In May, the CFPB took a slew of actions to rescind rules set under the previous administration, and to withdraw more than 60 guidance documents, including policy statements and advisory opinions, some of which dated to the bureau's inception.
Other earlier CFPB rule changes have been undercut by court decisions and congressional action, including a rule finalized in the waning days of the Biden administration but never put into effect that would have banned the inclusion of medical debt on credit reports. A judge ruled against the medical-debt ban on July 11, likely sealing its fate.

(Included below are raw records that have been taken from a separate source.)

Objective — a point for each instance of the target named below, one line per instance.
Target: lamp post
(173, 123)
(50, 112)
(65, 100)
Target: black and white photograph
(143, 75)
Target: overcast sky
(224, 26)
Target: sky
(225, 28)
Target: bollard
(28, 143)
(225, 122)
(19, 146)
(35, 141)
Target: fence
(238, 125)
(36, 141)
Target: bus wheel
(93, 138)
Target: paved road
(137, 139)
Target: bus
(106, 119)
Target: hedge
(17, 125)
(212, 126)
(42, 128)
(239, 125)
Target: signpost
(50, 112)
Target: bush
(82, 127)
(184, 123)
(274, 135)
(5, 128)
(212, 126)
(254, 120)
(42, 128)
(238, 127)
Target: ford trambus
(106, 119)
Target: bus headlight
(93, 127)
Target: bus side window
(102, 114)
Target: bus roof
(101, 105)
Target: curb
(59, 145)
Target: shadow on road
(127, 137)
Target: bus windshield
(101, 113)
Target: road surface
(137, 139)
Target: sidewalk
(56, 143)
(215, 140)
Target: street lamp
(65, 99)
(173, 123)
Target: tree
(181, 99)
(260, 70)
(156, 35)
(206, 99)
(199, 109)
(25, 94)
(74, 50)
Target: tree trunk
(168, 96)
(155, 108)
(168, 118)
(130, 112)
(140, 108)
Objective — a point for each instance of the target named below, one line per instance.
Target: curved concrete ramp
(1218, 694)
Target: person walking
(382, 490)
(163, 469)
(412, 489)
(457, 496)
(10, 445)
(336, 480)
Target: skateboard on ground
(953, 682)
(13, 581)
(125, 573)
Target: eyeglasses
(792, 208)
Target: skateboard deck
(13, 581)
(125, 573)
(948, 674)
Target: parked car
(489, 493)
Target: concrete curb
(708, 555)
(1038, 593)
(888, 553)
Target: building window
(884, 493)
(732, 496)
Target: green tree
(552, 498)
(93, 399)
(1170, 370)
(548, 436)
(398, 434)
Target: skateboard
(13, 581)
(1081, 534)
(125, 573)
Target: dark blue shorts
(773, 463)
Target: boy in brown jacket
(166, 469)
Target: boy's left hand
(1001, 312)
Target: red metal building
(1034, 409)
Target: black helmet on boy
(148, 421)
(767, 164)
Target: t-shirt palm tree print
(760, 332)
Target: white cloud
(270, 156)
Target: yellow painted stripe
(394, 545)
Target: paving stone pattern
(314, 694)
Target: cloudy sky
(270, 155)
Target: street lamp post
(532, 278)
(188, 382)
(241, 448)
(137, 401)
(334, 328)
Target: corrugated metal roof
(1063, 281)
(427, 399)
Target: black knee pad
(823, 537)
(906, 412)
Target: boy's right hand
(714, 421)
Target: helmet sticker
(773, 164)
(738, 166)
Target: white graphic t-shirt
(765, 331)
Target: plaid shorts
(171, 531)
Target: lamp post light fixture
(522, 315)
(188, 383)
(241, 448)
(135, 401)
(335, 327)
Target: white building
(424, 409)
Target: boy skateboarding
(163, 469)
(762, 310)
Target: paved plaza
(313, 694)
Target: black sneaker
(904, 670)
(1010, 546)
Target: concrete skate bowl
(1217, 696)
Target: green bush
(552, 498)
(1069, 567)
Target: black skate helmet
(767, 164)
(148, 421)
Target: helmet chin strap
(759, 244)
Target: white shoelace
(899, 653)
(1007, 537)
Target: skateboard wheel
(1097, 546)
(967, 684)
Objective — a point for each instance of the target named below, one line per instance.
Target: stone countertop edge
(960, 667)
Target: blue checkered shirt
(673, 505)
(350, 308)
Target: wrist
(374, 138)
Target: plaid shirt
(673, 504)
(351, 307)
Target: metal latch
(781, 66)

The CFPB under Biden had also finalized a rule to limit the overdraft fees that banks can charge. Likewise, the rule never went into effect and was reversed in April by Congress. And, the CFPB had moved in May 2024 to treat “Buy Now, Pay Later” lenders as credit card providers, extending greater protection to consumers of those products. The current CFPB announced in May that it would not prioritize enforcement actions against BNPL providers.
On July 11, the current CFPB did announce a settlement with FirstCash, Inc., a pawnshop operator, which is alleged to have issued loans exceeding the maximum annual rate of 36%. Under the agreement, the defendants will pay $4 million to the CFPB victim’s relief fund and set aside an additional $5 million to address future claims.
The CFPB still has no permanent director. Trump had nominated attorney Jonathan McKernan in early May, but withdrew the nomination days later. Vought continues to serve as acting director.
What does it all mean for consumers?
For now at least, the CFPB’s complaint database remains a viable way for consumers to address issues. In addition, states may pick up some of the work that the current CFPB is walking away from.
In the end, though, consumers may need to do more to advocate on their own behalf as federal oversight of the financial services industry erodes.
Jackson worries, however, that the diminution of the CFPB’s watchdog role will fall hardest on communities that are already at greater risk of financial predation.
“I want to name what that means for communities of color and our military personnel,” Jackson says. “This attack on the bureau is an attack on those people.”